Ground Truth Adherence measures whether a model’s response is semantically equivalent to your reference answer (Ground Truth).

Ground Truth Adherence is a continuous metric ranging from 0 to 1:

0

1

Low Adherence

The model's response is semantically different from the Ground Truth

High Adherence

The model's response is semantically equivalent to the Ground Truth

This metric helps evaluate how closely your model’s outputs match expected or ideal responses, which is particularly valuable for:

  • Evaluating model performance against a benchmark dataset
  • Ensuring consistency in critical applications
  • Measuring the impact of model or prompt changes

This metric requires a Ground Truth to be set. Check out this page to learn how to add a Ground Truth to your runs.

Calculation Method

Ground Truth Adherence is computed through a multi-step process:

1

Model Request

Additional evaluation requests are sent to OpenAI’s GPT4o model to analyze the semantic relationship between responses.

2

Prompt Engineering

A carefully engineered chain-of-thought prompt asks the model to evaluate whether the response and Ground Truth convey the same meaning.

3

Multiple Evaluations

The system requests multiple distinct responses to this prompt to ensure robust evaluation through consensus.

4

Result Analysis

Each evaluation generates both an explanation of the reasoning and a binary judgment (yes/no) on semantic equivalence.

5

Score Calculation

The final Ground Truth Adherence score is computed as the ratio of ‘yes’ responses to the total number of evaluation responses.

We also surface one of the generated explanations, always choosing one that aligns with the majority judgment among the responses.

This metric is computed by prompting an LLM multiple times, and thus requires additional LLM calls to compute, which may impact usage and billing.

Understanding Ground Truth Adherence

Differentiating from Other Metrics

It’s important to understand how Ground Truth Adherence differs from related metrics:

Ground Truth Adherence: Measures semantic equivalence to a reference answer.

Correctness: Measures factual accuracy regardless of any reference answer.

Context Adherence: Measures alignment with provided context, not a reference answer.

Optimizing Your AI System

Addressing Low Ground Truth Adherence

When responses have low Ground Truth Adherence scores, your model is generating outputs that differ semantically from your reference answers.

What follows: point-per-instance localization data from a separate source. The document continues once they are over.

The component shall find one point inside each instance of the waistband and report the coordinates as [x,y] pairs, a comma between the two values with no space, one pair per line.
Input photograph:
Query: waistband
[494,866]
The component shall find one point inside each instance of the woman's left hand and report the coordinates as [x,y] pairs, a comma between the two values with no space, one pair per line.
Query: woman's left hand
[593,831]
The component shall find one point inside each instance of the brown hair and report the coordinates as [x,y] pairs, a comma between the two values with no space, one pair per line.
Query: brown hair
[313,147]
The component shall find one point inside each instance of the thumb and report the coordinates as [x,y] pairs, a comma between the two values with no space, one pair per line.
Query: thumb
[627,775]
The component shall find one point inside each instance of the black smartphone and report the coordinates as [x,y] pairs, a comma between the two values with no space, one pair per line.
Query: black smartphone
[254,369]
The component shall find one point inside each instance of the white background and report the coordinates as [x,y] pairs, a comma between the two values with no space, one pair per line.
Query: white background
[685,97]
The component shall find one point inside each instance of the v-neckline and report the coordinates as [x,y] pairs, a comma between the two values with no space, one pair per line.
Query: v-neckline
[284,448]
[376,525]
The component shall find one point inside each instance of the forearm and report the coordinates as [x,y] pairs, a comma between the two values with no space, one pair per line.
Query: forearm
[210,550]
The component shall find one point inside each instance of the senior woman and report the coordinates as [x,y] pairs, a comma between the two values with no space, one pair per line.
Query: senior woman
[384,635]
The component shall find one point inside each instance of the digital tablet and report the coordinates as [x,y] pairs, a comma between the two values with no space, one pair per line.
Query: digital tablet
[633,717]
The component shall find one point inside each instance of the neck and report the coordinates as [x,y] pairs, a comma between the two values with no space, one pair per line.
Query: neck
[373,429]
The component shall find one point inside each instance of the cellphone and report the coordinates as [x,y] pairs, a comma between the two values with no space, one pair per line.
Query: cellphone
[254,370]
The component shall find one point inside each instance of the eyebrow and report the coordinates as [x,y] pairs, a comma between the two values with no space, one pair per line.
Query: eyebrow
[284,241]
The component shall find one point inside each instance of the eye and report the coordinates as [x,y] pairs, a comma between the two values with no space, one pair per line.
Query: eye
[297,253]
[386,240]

To improve your system:

Analyze divergence patterns: Identify common ways in which responses differ from ground truth.

Refine your prompts: Adjust instructions to guide the model toward your expected output format and content.

Consider few-shot examples: Provide examples in your prompt that demonstrate the desired response pattern.

Evaluate ground truth quality: Ensure your reference answers are clear, consistent, and representative of ideal responses.

Best Practices

Maintain Diverse Ground Truths

Create a varied set of reference answers that cover different response styles and edge cases.

Set Clear Evaluation Criteria

Define what constitutes semantic equivalence for your specific use case and domain.

Monitor Across Model Versions

Track Ground Truth Adherence when upgrading models to ensure consistent performance.

Balance with Other Metrics

Use Ground Truth Adherence alongside metrics like Correctness and Instruction Adherence for a complete evaluation.

When optimizing for Ground Truth Adherence, remember that there may be multiple valid ways to express the same information. Consider whether strict adherence to specific wording is necessary, or if semantic equivalence is sufficient for your use case.